Ritorno (temporaneo)

Ancora un lungo volo, questa volta però nella direzione giusta, quella dicasa. La direzione, cioè, che parte dal piatto e squallido Texas verso la vitale e allegra Italia. Non ho idea di quanto potrò fermarmi nuovamente in questo continente, si tratterà di giorni probabilmente una settimana o poco meno, poi mi toccherà una nuova doppia dose di ore di volo per ripartire verso il piatto Texas e quindi rientrare un'altra volta.
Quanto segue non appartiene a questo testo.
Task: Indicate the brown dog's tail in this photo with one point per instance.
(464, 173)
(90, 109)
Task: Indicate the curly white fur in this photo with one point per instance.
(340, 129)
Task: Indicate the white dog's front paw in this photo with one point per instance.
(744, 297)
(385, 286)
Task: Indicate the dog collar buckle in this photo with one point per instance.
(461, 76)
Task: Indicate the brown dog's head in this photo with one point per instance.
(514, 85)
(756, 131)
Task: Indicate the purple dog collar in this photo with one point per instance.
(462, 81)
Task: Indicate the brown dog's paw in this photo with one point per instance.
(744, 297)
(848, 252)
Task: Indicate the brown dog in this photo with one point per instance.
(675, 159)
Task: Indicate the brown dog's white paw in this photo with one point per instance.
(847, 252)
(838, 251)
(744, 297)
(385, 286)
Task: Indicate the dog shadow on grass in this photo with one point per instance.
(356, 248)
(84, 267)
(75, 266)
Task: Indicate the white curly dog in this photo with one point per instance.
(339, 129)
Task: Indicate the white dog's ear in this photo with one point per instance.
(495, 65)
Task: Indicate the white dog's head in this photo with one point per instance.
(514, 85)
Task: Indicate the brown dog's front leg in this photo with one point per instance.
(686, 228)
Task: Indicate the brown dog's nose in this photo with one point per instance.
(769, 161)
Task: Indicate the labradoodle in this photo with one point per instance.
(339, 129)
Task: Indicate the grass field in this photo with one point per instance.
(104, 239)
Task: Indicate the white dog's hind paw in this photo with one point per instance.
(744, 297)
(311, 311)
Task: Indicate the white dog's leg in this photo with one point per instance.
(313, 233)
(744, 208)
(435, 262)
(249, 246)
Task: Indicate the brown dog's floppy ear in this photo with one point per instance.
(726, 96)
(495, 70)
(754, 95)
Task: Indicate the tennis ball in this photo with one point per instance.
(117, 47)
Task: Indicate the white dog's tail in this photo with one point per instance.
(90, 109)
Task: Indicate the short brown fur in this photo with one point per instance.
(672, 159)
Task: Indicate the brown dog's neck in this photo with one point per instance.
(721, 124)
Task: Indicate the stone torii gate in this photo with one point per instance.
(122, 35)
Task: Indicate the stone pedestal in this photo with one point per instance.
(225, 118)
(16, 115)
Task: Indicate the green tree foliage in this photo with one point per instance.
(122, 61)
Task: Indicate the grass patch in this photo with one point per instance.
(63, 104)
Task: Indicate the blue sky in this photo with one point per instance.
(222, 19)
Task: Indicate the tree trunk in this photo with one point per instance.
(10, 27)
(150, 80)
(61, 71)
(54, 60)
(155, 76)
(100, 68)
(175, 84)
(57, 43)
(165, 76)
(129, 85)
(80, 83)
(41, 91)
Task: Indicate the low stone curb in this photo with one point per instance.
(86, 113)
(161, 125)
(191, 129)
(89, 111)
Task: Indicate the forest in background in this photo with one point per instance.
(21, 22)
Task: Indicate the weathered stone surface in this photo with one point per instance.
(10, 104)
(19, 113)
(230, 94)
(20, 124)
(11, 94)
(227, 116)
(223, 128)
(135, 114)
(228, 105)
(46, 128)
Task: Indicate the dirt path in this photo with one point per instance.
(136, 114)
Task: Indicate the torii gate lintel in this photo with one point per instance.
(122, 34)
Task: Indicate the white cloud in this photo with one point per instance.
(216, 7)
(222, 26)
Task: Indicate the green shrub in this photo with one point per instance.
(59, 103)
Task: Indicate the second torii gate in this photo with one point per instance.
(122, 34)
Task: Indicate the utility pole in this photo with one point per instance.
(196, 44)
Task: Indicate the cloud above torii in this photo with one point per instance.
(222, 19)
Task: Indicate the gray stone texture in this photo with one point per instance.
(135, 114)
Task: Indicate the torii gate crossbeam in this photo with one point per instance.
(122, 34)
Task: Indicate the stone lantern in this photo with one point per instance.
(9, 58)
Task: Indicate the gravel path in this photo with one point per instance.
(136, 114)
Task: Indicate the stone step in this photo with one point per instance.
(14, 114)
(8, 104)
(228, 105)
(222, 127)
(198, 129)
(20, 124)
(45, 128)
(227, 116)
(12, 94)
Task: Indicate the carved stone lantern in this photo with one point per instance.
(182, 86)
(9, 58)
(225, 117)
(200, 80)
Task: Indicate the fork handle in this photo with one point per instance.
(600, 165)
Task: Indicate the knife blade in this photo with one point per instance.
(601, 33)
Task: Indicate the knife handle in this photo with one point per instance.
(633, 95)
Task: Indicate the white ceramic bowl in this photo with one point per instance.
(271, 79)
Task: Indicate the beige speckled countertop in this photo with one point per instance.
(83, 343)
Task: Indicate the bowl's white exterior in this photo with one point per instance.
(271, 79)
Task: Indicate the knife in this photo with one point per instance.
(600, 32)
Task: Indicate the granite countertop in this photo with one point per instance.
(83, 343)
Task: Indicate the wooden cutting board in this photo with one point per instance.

Viaggiare è sempre stato il mio pallino, questo è noto, e girare il mondo mi ha sempre affascinato stimolando i miei sogni in fantasie d'oltre confine o addirittura d'oltreoceano. Questa volta però è diverso, questa volta non ho grosse fantasie verso il posto che mi ospiterà perchè Texas e fantasia insieme posso coesistere solo fino ai quindici anni davanti a un film di John Wayne, questa volta casa non significa solamente un angolo sicuro di mondo dove tornare per riposare in attesa del prossimo viaggio ma in questi ultimi mesi coincide con un affetto dolce e profonde, nuovo ma vecchio come il mondo, che lasciare costa fatica e sacrificio.

Con piena e candida sincerità posso solo affermare che non so che cosa succederà nel futuro prossimo. Passerò del tempo nella provincia di Dallas, e questo è scadente di per se, passerò del tempo forzatamente lontano da quell'affetto con cui invece con tutto il cuore vorrei rimanere vicino, prenderò parecchi voli transatlantici, mi vedrete meno del già scarso solito.

Abbiate pazienza tutti quanti o voi che mi leggete e sopportate, ma forse sarete proprio voi quelli che ci guadagneranno di più, sempre che dei resoconti Texani per e-mail siano di vostro gradimento. Cercherò di ridurre al massimo i miei sproloqui esistenziali, è una promessa. Non da politico.